Characterizing Long COVID in an International Cohort: 7 Months of Symptoms and Their Impact

Abstract

Objective To characterize the symptom profile and time course in patients with Long COVID, along with the impact on daily life, work, and return to baseline health.

Design International web-based survey of suspected and confirmed COVID-19 cases with illness lasting over 28 days and onset prior to June 2020.

Setting Survey distribution via online COVID-19 support groups and social media

Participants 3,762 respondents from 56 countries completed the survey. 1166 (33.7%) were 40-49 years old, 937 (27.1%) were 50-59 years old, and 905 (26.1%) were 30-39 years old. 2961 (78.9%) were women, 718 (19.1%) were men, and 63 (1.7%) were nonbinary. 8.4% reported being hospitalized. 27% reported receiving a laboratory-confirmed diagnosis of COVID-19. 96% reported symptoms beyond 90 days.

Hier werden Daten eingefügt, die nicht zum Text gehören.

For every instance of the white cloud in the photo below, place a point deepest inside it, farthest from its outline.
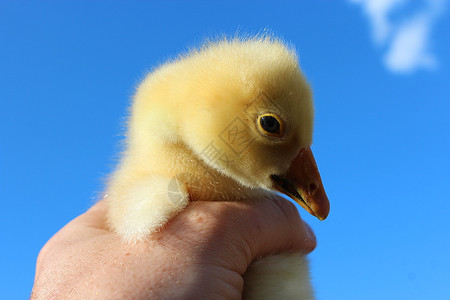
(406, 42)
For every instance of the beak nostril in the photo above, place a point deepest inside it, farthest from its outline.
(312, 188)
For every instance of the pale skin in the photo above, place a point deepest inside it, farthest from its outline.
(202, 253)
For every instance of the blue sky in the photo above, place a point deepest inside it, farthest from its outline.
(380, 73)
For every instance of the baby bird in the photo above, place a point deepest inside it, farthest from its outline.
(228, 122)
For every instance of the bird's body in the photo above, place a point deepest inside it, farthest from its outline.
(225, 123)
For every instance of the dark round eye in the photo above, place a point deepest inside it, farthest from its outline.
(270, 124)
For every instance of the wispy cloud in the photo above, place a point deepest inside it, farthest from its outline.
(404, 36)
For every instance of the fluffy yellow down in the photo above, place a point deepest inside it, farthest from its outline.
(193, 134)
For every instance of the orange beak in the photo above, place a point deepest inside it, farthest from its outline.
(303, 184)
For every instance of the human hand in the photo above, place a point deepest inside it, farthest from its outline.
(202, 253)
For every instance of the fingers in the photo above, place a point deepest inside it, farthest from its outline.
(238, 232)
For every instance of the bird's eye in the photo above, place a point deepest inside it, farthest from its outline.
(270, 124)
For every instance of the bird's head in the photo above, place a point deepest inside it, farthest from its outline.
(247, 112)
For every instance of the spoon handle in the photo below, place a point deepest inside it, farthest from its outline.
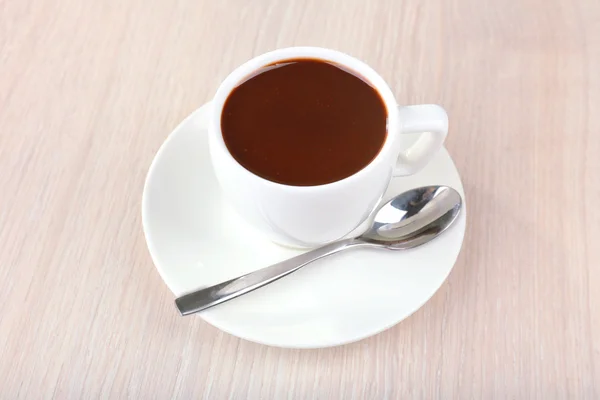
(211, 296)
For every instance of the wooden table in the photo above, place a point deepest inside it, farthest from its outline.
(90, 89)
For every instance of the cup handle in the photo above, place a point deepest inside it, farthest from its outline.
(431, 121)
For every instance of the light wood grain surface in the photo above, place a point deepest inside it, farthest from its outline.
(90, 89)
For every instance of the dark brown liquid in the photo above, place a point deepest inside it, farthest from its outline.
(304, 122)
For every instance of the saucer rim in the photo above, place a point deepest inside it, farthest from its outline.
(210, 318)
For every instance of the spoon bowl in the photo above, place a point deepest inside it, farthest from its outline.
(408, 220)
(414, 217)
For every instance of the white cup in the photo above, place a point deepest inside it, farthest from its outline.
(308, 216)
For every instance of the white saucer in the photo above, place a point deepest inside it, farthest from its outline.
(194, 242)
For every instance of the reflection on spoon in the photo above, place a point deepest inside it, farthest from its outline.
(408, 220)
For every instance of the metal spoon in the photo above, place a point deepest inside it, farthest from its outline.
(408, 220)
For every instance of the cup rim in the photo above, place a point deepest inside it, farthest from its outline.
(238, 75)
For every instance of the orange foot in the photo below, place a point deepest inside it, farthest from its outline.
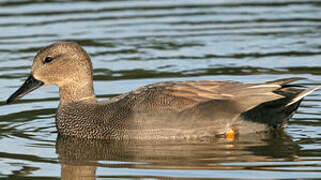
(230, 134)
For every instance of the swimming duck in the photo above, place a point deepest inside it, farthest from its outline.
(187, 109)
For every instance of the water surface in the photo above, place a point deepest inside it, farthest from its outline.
(134, 43)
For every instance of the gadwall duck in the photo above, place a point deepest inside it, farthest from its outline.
(188, 109)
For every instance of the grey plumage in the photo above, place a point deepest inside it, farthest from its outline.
(188, 109)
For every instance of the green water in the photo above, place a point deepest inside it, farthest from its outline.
(134, 43)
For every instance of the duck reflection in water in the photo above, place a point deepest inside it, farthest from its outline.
(79, 158)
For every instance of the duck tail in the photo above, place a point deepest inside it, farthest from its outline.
(301, 95)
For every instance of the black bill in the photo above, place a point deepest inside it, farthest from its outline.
(29, 85)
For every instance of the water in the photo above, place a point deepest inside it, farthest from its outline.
(134, 43)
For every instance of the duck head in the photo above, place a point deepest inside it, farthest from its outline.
(61, 64)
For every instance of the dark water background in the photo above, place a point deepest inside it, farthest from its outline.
(134, 43)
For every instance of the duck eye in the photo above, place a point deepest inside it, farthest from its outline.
(48, 59)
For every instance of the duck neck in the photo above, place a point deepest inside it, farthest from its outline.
(76, 92)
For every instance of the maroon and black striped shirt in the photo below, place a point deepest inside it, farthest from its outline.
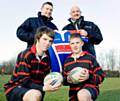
(29, 71)
(88, 61)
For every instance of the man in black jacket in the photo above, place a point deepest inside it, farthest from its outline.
(86, 28)
(26, 31)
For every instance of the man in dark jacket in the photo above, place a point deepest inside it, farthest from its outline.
(27, 30)
(87, 29)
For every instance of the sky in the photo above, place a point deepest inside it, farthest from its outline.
(104, 13)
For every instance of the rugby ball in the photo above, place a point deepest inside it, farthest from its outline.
(53, 79)
(75, 75)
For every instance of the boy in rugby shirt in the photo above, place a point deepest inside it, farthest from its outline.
(88, 88)
(31, 67)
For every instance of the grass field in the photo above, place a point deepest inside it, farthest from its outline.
(110, 91)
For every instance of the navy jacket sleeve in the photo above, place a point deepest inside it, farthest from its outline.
(94, 34)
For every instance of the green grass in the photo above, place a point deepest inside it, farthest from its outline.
(110, 91)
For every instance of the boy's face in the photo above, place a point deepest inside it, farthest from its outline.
(46, 10)
(44, 42)
(75, 13)
(76, 45)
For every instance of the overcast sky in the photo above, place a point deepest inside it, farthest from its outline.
(104, 13)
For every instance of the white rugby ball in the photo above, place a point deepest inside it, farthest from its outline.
(75, 74)
(53, 79)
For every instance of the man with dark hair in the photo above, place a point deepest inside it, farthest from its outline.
(87, 28)
(26, 31)
(32, 65)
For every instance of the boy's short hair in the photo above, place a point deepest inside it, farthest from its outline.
(49, 3)
(75, 35)
(44, 30)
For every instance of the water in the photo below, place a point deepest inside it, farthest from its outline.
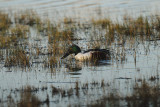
(140, 62)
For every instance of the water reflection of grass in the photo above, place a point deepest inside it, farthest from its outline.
(143, 95)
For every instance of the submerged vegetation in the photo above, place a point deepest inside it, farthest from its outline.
(29, 41)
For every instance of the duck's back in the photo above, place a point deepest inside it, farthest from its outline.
(93, 54)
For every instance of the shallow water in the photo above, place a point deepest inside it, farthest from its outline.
(140, 60)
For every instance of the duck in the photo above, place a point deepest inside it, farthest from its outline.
(91, 54)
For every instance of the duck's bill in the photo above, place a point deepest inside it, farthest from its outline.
(65, 55)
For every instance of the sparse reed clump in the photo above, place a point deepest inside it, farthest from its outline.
(5, 22)
(28, 17)
(20, 31)
(17, 58)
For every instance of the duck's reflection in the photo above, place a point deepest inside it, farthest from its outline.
(75, 67)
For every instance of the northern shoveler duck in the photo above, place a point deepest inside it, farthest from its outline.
(91, 54)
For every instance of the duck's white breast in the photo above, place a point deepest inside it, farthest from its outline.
(83, 56)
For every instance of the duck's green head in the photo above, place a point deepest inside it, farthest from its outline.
(74, 49)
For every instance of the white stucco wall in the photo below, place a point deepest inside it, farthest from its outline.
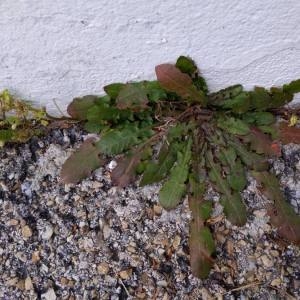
(55, 49)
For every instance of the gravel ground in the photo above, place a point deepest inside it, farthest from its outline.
(95, 241)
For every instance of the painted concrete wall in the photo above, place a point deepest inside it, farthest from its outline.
(54, 49)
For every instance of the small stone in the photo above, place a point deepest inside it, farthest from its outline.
(267, 261)
(26, 231)
(176, 242)
(13, 222)
(162, 283)
(49, 295)
(106, 232)
(260, 213)
(157, 210)
(125, 274)
(103, 268)
(28, 284)
(64, 281)
(276, 282)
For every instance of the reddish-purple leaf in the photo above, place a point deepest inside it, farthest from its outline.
(172, 79)
(82, 162)
(289, 134)
(78, 108)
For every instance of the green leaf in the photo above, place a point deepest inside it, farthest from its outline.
(234, 208)
(201, 242)
(219, 97)
(174, 189)
(82, 162)
(260, 98)
(186, 65)
(262, 143)
(93, 127)
(259, 118)
(79, 107)
(293, 87)
(104, 112)
(154, 91)
(200, 83)
(252, 160)
(117, 141)
(155, 172)
(132, 97)
(124, 173)
(279, 97)
(233, 125)
(237, 177)
(289, 134)
(173, 80)
(113, 89)
(282, 215)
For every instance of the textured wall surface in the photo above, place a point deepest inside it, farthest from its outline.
(53, 49)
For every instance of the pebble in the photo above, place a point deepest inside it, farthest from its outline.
(157, 210)
(267, 261)
(125, 274)
(47, 232)
(28, 283)
(162, 283)
(103, 268)
(26, 231)
(49, 295)
(115, 235)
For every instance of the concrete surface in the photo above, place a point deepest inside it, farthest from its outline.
(55, 50)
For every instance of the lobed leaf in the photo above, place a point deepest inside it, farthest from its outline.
(174, 188)
(250, 159)
(79, 107)
(259, 118)
(282, 215)
(238, 104)
(293, 87)
(117, 141)
(233, 125)
(155, 172)
(113, 90)
(154, 91)
(173, 80)
(220, 96)
(289, 134)
(124, 173)
(201, 242)
(260, 99)
(262, 143)
(234, 208)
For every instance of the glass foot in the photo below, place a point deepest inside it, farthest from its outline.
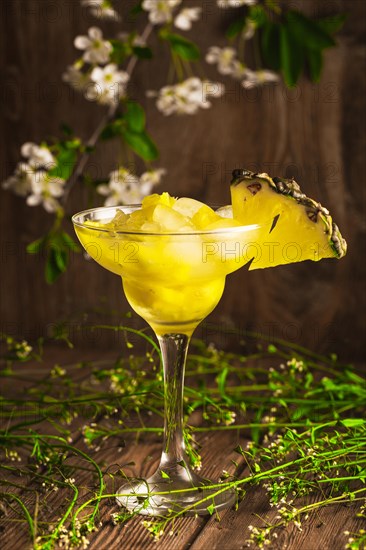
(158, 496)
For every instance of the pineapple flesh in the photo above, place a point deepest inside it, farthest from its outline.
(299, 228)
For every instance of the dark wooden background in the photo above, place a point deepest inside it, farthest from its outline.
(314, 132)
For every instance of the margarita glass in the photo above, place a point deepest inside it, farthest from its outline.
(173, 280)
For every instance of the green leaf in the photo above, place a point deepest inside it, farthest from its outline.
(136, 10)
(141, 144)
(69, 242)
(65, 160)
(66, 129)
(292, 57)
(36, 246)
(135, 116)
(142, 52)
(119, 52)
(235, 28)
(270, 43)
(353, 422)
(52, 270)
(308, 32)
(258, 15)
(186, 49)
(333, 23)
(62, 259)
(113, 129)
(221, 380)
(315, 63)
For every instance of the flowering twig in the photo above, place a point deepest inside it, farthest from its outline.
(92, 141)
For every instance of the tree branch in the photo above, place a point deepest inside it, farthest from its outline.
(93, 139)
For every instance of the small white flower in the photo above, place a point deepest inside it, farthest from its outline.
(258, 78)
(123, 188)
(76, 78)
(102, 9)
(187, 97)
(185, 17)
(224, 57)
(160, 11)
(109, 85)
(45, 190)
(137, 40)
(96, 49)
(27, 175)
(21, 181)
(235, 3)
(249, 29)
(150, 179)
(238, 70)
(38, 156)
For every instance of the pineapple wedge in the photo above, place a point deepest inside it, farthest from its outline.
(299, 228)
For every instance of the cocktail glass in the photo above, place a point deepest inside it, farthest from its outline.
(173, 280)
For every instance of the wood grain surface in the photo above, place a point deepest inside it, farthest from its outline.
(314, 132)
(138, 457)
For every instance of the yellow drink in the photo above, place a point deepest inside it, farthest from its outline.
(173, 280)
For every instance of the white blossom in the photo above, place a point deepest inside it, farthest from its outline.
(238, 70)
(102, 9)
(123, 188)
(76, 78)
(224, 57)
(45, 189)
(21, 181)
(249, 29)
(137, 40)
(108, 85)
(160, 11)
(187, 97)
(258, 78)
(96, 49)
(150, 179)
(38, 156)
(31, 179)
(127, 188)
(185, 17)
(235, 3)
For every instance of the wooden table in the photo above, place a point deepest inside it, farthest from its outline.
(323, 530)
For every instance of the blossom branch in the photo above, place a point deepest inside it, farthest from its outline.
(92, 141)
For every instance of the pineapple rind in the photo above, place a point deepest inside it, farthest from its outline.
(291, 189)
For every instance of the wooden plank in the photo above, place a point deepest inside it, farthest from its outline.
(323, 530)
(217, 453)
(315, 132)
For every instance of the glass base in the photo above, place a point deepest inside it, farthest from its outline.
(158, 496)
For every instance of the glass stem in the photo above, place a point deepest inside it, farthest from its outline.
(174, 352)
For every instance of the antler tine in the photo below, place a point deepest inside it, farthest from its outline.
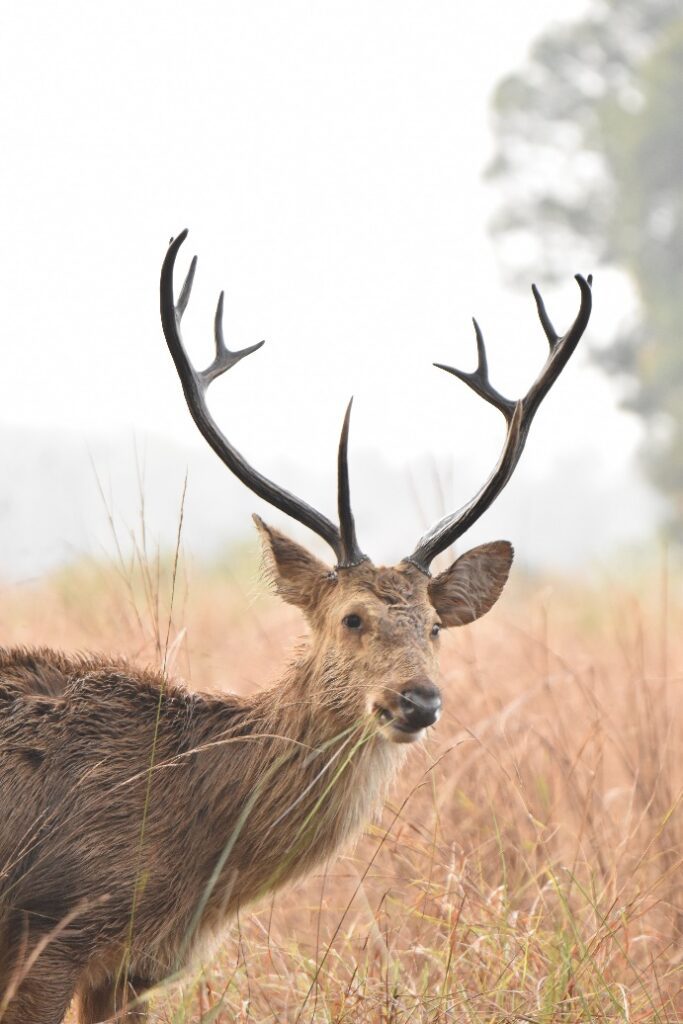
(352, 555)
(223, 358)
(478, 380)
(518, 416)
(195, 385)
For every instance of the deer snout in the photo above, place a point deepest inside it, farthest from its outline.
(420, 704)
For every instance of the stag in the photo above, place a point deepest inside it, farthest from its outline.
(137, 817)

Results Prevalence of 205 symptoms in 10 organ systems was estimated in this cohort, with 66 symptoms traced over seven months. Respondents experienced symptoms in an average of 9.08 (95% confidence interval 9.04 to 9.13) organ systems. The most frequent symptoms reported after month 6 were: fatigue (77.7%, 74.9% to 80.3%), post-exertional malaise (72.2%, 69.3% to 75.0%), and cognitive dysfunction (55.4%, 52.4% to 58.8%). These three symptoms were also the three most commonly reported overall. In those who recovered in less than 90 days, the average number of symptoms peaked at week 2 (11.4, 9.4 to 13.6), and in those who did not recover in 90 days, the average number of symptoms peaked at month 2 (17.2, 16.5 to 17.8). Respondents with symptoms over 6 months experienced an average of 13.8 (12.7 to 14.9) symptoms in month 7. 85.9% (84.8% to 87.0%) experienced relapses, with exercise, physical or mental activity, and stress as the main triggers. 86.7% (85.6% to 92.5%) of unrecovered respondents were experiencing fatigue at the time of survey, compared to 44.7% (38.5% to 50.5%) of recovered respondents. 45.2% (42.9% to 47.2%) reported requiring a reduced work schedule compared to pre-illness and 22.3% (20.5% to 24.3%) were not working at the time of survey due to their health conditions.

Conclusions Patients with Long COVID report prolonged multisystem involvement and significant disability. Most had not returned to previous levels of work by 6 months. Many patients are not recovered by 7 months, and continue to experience significant symptom burden.